Why not just give the money to 300 individuals? They could invest their share and never have to work. Their investment decisions would be better than those of the government and would thereby create more jobs.

The Warping of Constitutional Space

Theblogprof notes that Obama visited our fair state yesterday to bolster Jennie’s chances for re-election… What? Term limited?   Oh.  Right.

Well, maybe the President needed the practice.  Democrats who are running for office this fall can’t risk close association with him.  How he risks association with Ms Granholm is explained by the fact that he’s not up for re-election until 2012, by which time no one will admit to remembering her name, and that he polls even worse than she does.
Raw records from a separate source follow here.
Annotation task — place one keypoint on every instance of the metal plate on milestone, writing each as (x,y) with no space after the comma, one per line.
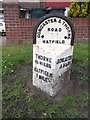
(54,29)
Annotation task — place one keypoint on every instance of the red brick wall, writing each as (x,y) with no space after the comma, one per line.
(19,30)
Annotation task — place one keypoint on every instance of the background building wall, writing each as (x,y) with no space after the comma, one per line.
(20,30)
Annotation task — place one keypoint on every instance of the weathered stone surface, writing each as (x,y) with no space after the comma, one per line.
(51,66)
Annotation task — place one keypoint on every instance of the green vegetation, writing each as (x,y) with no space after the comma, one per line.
(79,9)
(21,100)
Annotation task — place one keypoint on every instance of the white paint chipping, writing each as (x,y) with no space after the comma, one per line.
(50,84)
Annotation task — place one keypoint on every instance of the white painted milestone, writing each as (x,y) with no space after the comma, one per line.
(52,53)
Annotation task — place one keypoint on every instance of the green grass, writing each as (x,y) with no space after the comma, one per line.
(80,60)
(15,55)
(18,103)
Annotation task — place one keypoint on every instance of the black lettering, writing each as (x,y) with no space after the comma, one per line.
(55,20)
(52,29)
(56,30)
(48,29)
(59,21)
(60,29)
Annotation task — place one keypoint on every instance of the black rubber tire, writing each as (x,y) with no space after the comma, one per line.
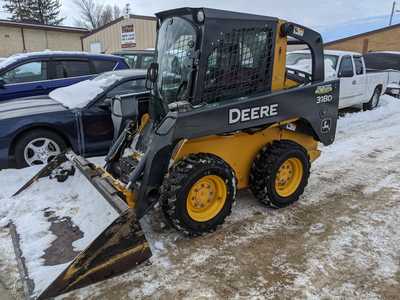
(177,185)
(27,137)
(265,167)
(369,105)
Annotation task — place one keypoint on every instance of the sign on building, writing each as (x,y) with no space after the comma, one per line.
(128,36)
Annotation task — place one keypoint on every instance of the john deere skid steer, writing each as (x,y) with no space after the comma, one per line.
(224,114)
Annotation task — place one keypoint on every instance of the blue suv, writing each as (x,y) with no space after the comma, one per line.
(38,73)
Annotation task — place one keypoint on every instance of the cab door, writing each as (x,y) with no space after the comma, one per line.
(348,82)
(361,79)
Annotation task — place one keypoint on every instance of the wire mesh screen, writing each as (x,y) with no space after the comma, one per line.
(240,65)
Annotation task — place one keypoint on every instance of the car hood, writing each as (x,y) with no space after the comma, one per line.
(29,106)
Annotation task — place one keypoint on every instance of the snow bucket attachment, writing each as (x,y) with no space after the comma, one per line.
(113,244)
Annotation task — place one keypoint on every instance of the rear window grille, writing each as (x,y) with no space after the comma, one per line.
(240,65)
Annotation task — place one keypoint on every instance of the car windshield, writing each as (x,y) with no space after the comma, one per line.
(80,94)
(297,58)
(175,48)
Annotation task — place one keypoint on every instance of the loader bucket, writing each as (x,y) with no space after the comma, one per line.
(113,243)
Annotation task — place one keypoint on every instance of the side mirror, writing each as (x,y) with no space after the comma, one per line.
(125,107)
(346,74)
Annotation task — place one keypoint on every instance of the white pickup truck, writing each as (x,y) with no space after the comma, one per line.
(358,86)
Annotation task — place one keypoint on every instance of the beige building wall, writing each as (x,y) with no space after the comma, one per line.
(110,37)
(384,40)
(11,40)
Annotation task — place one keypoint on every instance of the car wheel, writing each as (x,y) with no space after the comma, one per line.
(374,102)
(38,147)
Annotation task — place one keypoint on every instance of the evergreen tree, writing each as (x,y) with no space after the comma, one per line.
(18,9)
(45,11)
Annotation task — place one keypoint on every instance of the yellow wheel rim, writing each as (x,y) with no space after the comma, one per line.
(288,177)
(206,198)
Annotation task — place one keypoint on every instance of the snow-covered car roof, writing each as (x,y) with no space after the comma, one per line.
(23,56)
(330,52)
(82,93)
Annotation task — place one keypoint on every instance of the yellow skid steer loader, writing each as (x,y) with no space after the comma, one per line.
(224,114)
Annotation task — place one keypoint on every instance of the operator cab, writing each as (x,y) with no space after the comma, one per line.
(242,56)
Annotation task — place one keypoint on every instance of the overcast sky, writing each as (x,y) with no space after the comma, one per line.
(323,15)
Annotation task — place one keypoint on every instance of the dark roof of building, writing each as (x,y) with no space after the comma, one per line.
(119,20)
(11,23)
(364,34)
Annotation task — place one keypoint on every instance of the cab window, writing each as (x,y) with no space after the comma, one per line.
(131,60)
(29,72)
(146,61)
(72,68)
(102,66)
(346,67)
(359,65)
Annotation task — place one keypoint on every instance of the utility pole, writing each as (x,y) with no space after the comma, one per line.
(394,10)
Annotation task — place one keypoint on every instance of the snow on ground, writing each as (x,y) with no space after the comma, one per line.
(73,199)
(340,241)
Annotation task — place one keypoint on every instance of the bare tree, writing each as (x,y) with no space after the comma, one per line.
(94,15)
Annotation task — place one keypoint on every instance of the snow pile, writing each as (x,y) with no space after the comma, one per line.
(80,94)
(305,65)
(343,232)
(80,202)
(393,86)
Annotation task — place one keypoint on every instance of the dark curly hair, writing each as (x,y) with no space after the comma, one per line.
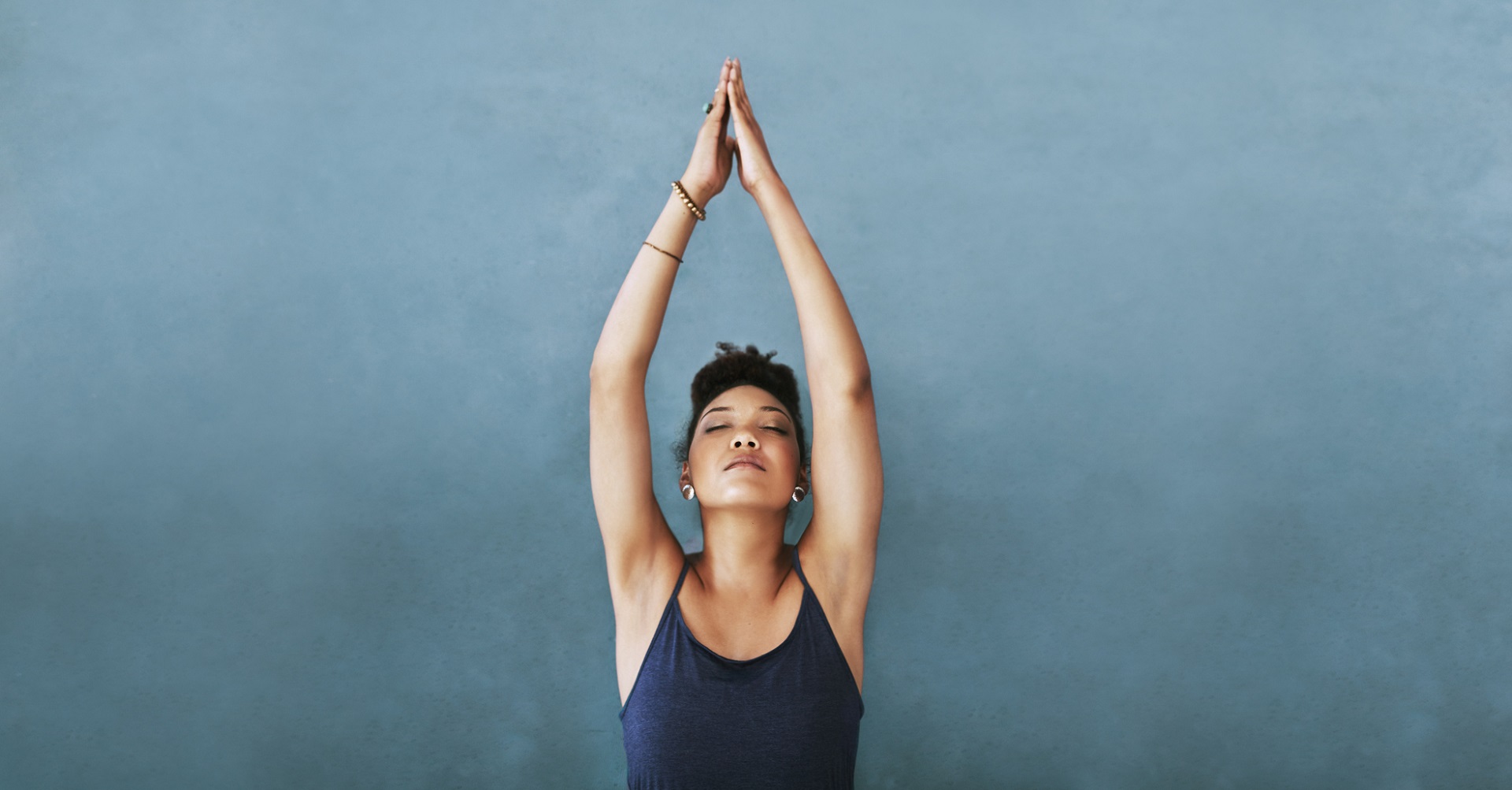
(732,368)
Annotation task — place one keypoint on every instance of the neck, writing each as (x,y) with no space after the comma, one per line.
(743,551)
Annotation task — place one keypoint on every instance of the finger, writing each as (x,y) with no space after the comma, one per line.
(720,97)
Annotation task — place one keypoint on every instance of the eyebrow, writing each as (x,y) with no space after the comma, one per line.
(728,409)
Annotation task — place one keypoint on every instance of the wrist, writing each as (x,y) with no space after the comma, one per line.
(699,192)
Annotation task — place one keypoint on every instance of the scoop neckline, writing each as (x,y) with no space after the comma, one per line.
(738,662)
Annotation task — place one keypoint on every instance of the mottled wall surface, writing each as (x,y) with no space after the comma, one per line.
(1191,332)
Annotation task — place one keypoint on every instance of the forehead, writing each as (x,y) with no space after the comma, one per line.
(746,399)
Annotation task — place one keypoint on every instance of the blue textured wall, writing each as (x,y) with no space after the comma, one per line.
(1191,327)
Anyway, the point of the Presidential trip was less about jobs than to trumpet a federal subsidy for the possible opening of a South Korean manufacturing business making batteries possibly to be sold in automobiles for which foreseeable demand ranges from minuscule to non-existent.  

It wasn’t about jobs.  It was about the power of the federal government to dispense money and its dedication to a fantasy world.  Despite the fact that jobs remain hard to find for the unemployed, the feds can find them easily and everywhere.  Moreover, they can magically connect those jobs to their own efforts and expenditure.

The job salvation/creation program has to get its numbers somewhere, and lately it’s been very light on the creation side of the messianic equation, so why not borrow jobs from the future? The theblogprof’s complaint:

A $151.4 million giveaway for the possibility of 300 jobs – sometime in the future. That amounts to $504,667 per promised future job.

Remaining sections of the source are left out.